In fact, at one time, there was a minimal Document class, with a subclass ScIDEDocument (i.e. it used to be factored in the way Scott is proposing). This was removed (see https://github.com/supercollider/supercollider/commit/5033eb36f77428a5734ff00df04a2ec1af8367b6). One valid reason for removing it is that it eliminates confusion from potentially having multiple implementing subclasses loading at the same time. So, re-factoring to return to that state might turn out not to be ideal. (Or, if we are sure it's the way t to go, then there has to be a bulletproof way to ensure that only one implementing subclass can ever be active at one time, and that this always matches the editor being used.

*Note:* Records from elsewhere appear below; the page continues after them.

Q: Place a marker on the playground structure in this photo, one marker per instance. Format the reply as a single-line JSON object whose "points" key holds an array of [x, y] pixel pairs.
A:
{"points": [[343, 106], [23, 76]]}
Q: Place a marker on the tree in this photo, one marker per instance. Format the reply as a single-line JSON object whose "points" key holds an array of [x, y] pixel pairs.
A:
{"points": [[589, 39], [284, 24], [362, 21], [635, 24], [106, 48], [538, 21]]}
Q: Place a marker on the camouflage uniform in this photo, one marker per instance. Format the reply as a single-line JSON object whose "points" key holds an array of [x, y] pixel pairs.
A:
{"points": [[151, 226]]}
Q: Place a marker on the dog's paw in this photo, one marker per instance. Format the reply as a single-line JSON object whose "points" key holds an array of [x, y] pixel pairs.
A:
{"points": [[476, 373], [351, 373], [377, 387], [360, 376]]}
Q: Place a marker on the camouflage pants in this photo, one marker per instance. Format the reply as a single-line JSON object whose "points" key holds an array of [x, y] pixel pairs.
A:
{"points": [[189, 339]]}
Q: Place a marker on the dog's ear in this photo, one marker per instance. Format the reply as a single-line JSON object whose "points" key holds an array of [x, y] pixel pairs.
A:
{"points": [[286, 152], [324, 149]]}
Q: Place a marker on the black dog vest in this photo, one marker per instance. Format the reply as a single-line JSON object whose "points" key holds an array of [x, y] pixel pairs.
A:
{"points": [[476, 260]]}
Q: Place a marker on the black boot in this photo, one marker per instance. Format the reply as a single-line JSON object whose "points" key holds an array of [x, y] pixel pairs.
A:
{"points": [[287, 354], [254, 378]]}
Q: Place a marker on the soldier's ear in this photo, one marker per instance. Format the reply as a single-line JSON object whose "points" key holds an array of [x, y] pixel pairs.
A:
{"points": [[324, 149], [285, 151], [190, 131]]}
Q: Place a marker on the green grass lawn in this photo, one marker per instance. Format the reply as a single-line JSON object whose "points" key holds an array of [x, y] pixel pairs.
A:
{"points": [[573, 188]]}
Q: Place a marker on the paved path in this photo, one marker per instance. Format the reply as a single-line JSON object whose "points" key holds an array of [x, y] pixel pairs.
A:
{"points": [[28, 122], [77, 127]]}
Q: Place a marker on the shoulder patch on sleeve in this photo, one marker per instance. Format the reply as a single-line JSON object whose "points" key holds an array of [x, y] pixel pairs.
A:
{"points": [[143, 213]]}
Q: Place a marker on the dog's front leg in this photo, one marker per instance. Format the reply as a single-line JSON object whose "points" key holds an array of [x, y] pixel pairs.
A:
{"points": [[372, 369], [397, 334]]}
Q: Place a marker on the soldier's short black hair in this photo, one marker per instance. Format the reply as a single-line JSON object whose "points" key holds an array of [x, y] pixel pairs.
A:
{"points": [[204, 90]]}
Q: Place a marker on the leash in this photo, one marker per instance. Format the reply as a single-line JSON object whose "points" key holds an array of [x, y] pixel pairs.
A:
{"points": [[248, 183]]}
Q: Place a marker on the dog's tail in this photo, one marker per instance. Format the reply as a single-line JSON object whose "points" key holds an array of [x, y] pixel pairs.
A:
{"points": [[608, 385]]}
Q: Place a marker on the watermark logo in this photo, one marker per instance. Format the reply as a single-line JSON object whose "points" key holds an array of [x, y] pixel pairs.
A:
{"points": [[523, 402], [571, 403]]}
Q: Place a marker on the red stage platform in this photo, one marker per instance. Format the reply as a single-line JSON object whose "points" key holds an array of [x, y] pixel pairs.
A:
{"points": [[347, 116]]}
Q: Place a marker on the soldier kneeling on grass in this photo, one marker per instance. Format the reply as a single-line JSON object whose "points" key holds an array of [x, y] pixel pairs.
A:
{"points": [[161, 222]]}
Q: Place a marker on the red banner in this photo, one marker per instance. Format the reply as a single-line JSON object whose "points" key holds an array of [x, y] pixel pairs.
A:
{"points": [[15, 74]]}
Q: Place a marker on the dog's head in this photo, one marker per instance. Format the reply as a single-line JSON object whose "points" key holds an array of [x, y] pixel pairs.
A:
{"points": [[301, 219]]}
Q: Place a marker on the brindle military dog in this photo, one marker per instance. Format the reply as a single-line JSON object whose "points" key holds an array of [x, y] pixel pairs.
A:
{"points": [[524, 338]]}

TBH this sounds like it could be more complicated than the current approach -- so the engineering concern of "prefer the simplest design that gets the job done" might apply here.)

cdbzb commented 10 months ago

veering a little OT bit if multiple sclang_conf files turns out to be the answer, this PR https://github.com/supercollider/supercollider/pull/6068 allows for additive conf files ie VSCode (or SCNVim) could add the language server quark to an existing sclang_conf file.

themissingcow commented 5 months ago

Let's say also that we want LSPDocument to be available to multiple editors that support the language server protocol. In that case, it would be wrong to put LSPDocument into an editor-specific folder -- so we wouldn't be able to rely on that mechanism to prevent LSPDocument in the IDE.

Fwiw, came across this attempting to get the language server working with David's excellent scnvim (which requires its own -i scnvim + classes), so being able to enable the language server without it requiring to its own IDE specifier would be very useful.